Patty DiRenzo wanted to do something about Urban Stash Spot Clothing, a California-based company that appeared to be glorifying drugs on their clothes.
DiRenzo knew the dangers of drugs firsthand. In 2010 she lost her 26-year-old son, Sal, to a heroin overdose. In the years since then she has become an activist against the heroin epidemic in New Jersey, and decided to let Urban Stash Spot Clothing know that it was inappropriate to glamorize drug use.
“Explain to me how glamorizing drugs on clothes is good???” she wrote in an email, via MyFoxChicago, “I lost my son to drugs and do not understand why you would create clothing that glamorizes them — I will be reaching out to my support groups through social media to fight against your clothing.”
What she got in response was shocking. The company fired back three emails, calling her a “b**ch” and mocking her dead son.
The company wrote:
EMAIL #1: “Buy B**ch help your kid out next time.”
EMAIL #2: “#UrbanGangB**ch, don’t be mad at Fields cause ur son made stupid decisions 100.”
EMAIL #3: “No one gives a f*** how you lost your son, F*** YOUR SON. I’d kill em myself if he was alive still lol jk you f***ing petty b***h…post this too you f***ing lowlife. You still won’t do a damn thing and you aren’t going to change s**t! You’re as insignificant as a grain of sand so just wash away.”
The emails have now gone viral. After MyFoxChicago picked up the story, it became one of the top-rated posts on Reddit and drew outrage across the internet.
“It was upsetting, I was hurt. I was, literally hurt, I mean, I didn’t know what to do. I was so dumbfounded because I could not believe that a business would operate this way,” DiRenzo explained.
The email seemed to be keeping in the spirit of the company, whose founders met and started the company while in prison.
The company’s website explains the company line.
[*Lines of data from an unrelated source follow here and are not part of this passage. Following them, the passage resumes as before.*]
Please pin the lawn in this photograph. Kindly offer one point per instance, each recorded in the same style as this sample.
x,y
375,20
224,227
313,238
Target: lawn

“Urban Stash Spot Clothing was a dream that two brothers and a close friend formed while actually in prison paying their debts to the streets. They decided to get their lives on the right path by telling their stories through their designs. Every design you see is based on actual events that they have experienced first hand.
“The name ‘Stash Spot’ came from the question, ‘What is it that every person can relate to, even if they haven’t lived the street life?’ Survival is the answer. Life is all about survival, so what better name for the brand then, Stash Spot – something that every person must have from students to teachers, doctors, lawyers and so on.”
Urban Stash Spot Clothing has defended the emails, writing that “we don’t sell drugs we only put it on clothes we teach kids how to put the drugs down & sell clothes wit drugs on there.” But Patty DiRenzo said she is still hurt, and “dumbfounded” that a business could operate in such a way.